Floyd bulldozed the Nationals for six innings, holding them to two hits with one walk and six strikeouts. The Nationals could not resist swinging at Floyd’s breaking ball, a curve that broke wickedly across the plate, often out of the zone. Floyd twirled the pitch 19 times in total. The Nationals swung at and missed eight of them.
“It’s hard,” Zimmerman said. “You don’t really see big league hitters, especially guys in our lineup, swing at pitches like that. But when a guy has a good pitch going, that’s what it does.”
Floyd walked to the mound in the seventh having thrown 63 pitches, only nine outs away from a complete game. He threw Werth a first-pitch curveball, and Werth hammered it out of play to left — the only curve the Nationals made contact with all night.
On the mound, Floyd shook his right arm. A Braves trainer trudged to the mound, and after flexing his arm, the trainer escorted him away. Floyd walked into the dugout with a nauseating sac of fluid protruding from his right elbow. Later, he learned about the broken bone.
Reliever Anthony Varvaro replaced him, and Werth doubled. LaRoche, Zimmerman and Ian Desmond whacked three straight balls to shortstop Andrelton Simmons, a death sentence for grounders.
Zimmermann allowed one base runner in the first three innings, and that came only when Zimmerman misjudged Jason Heyward’s bloop into shallow left field and let it fall for a single. Zimmermann steamrolled once through the Braves’ lineup in 38 pitches.
But the Braves only saw a pitcher wearing a Nationals uniform. With one out in the second, Freddie Freeman, Evan Gattis and Jason Heyward hit consecutive singles. Zimmermann fell behind Chris Johnson, 3-1, with three consecutive balls. Zimmermann tried to sneak a slider past him, and Johnson hit it with a thud.
“That was exactly what I wanted,” Zimmermann said. “He hit it off the end. I got a groundball.

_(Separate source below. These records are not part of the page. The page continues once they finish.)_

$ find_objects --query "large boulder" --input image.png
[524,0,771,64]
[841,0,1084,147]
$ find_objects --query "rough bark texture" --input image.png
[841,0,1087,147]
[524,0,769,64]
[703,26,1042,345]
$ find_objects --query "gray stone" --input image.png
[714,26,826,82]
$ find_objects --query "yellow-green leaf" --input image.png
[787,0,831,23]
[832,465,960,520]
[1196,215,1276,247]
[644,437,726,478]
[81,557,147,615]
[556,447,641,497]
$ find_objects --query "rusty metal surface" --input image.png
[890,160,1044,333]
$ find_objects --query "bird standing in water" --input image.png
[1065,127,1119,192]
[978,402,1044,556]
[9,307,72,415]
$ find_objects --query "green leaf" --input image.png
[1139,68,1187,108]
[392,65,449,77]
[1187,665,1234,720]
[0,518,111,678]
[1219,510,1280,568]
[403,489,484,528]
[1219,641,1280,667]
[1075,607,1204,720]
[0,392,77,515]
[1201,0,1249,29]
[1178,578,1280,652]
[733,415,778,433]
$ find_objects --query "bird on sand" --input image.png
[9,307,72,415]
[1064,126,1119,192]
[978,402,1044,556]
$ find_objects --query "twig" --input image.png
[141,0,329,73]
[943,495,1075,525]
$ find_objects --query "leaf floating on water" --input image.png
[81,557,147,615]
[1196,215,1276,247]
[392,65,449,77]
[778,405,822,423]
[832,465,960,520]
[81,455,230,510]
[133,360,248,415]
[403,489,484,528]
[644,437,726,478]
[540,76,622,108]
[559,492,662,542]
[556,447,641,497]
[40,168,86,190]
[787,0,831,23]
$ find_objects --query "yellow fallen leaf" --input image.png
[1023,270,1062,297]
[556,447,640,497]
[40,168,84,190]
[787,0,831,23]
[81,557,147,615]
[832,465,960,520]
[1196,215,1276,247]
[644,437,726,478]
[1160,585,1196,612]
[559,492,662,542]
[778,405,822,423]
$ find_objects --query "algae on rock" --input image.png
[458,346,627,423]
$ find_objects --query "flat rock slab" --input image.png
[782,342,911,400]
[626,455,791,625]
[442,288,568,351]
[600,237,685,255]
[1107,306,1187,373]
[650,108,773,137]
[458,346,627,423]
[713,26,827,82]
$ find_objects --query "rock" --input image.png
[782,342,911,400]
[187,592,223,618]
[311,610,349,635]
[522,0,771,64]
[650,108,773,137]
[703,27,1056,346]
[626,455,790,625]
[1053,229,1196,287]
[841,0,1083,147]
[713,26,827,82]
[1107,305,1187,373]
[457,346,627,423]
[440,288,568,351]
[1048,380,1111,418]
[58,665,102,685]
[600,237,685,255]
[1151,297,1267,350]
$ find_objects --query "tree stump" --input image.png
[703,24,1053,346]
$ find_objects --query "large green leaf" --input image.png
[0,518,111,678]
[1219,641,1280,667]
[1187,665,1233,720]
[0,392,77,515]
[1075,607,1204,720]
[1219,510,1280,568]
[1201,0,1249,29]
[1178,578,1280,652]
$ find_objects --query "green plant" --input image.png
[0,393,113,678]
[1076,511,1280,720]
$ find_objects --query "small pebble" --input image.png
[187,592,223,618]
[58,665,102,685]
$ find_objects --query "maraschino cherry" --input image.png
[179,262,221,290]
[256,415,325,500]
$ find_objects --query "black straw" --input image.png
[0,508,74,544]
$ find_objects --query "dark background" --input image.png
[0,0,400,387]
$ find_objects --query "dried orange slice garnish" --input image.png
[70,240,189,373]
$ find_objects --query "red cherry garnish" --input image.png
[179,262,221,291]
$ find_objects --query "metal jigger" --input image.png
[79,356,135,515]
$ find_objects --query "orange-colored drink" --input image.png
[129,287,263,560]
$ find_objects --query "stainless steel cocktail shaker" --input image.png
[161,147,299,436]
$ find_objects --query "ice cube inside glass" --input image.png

Just in the wrong spot.”
The ball squeaked through the middle, spinning past Danny Espinosa’s lunging attempt and into center field. Freeman and Gattis rumbled home and the Braves led, 2-0.
Atlanta added an insurance run in the eighth, when left-handed reliever Jerry Blevins entered and Freeman mashed a double to left center field. He scored when Johnson smoked a single off the outside of Blevins’s left knee. Blevins remained in the game, but the Braves had left their mark, on both him and the Nationals’ entire team. Again.